The pressures on budgets because of the deeply unsatisfactory settlement from the UK Government is intense right across the UK and right across Welsh Government in every department. But one of the big successes that we have had is the focus in recent years on making sure that those pupils in those communities that face the greatest disadvantage have the right measures put in place to protect them, so things such as the joint work with Plaid Cymru on things such as free school meals, but the free school breakfast as well, for primary schools; the school essentials grant; the rise in the educational maintenance allowance; the assistance with school uniforms—all of these things really matter to constituents in some of the most disadvantaged situations within my community. So, can I just get his assurance that even when faced with really difficult choices across budgets at the moment, he will work with local education authorities to make sure that we can continue to line up those measures that will give that hand up to pupils and to families who face the greatest challenges?
Yes, I will absolutely give that assurance to Huw Irranca-Davies.

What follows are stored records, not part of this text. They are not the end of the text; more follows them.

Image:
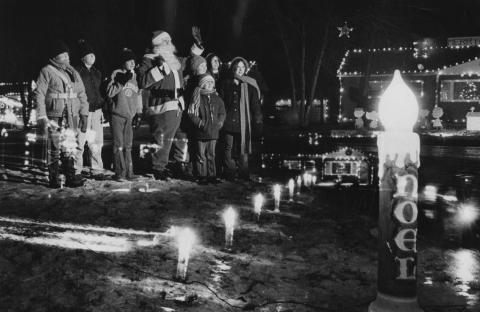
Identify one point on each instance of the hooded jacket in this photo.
(127, 99)
(58, 89)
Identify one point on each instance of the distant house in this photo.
(446, 76)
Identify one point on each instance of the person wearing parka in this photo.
(207, 113)
(92, 80)
(241, 96)
(127, 108)
(160, 76)
(62, 108)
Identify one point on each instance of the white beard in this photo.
(168, 54)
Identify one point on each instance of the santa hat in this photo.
(235, 61)
(126, 55)
(58, 47)
(209, 59)
(159, 36)
(204, 79)
(84, 48)
(194, 62)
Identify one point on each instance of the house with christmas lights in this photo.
(441, 76)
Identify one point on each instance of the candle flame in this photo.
(185, 241)
(277, 191)
(398, 107)
(229, 216)
(259, 200)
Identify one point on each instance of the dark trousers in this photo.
(234, 160)
(204, 158)
(122, 146)
(53, 140)
(163, 128)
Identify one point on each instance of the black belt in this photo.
(162, 93)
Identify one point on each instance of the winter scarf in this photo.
(195, 105)
(245, 126)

He makes very important points. If you look through the budget, despite horrendously difficult choices that we've had to make—and all Ministers have been in that situation—we've been able to protect the pupil development grant. We've been able to protect the school holiday enrichment programme. We've been able to protect the increased level of education maintenance allowance, as you were saying. We've been able to protect the increased level of the financial contingency fund, which further education colleges use to support learners who are eligible for free school meals. There have been other areas that have had to be cut in order to make these choices to protect these important elements in the budget, and I know, as he will, that our local authorities are doing all they can to try and find ways in which they themselves can protect the same cohort of learners, who will be having a very, very challenging time, and I give him the commitment that I will continue to work with our local authorities on that shared priority.
Question 5, Laura Anne Jones.
You have a question on the order paper, Laura Anne Jones—question 5.
I need to see what question it is.
I don't think you're ready to do your question. I'll move on and give somebody else the opportunity.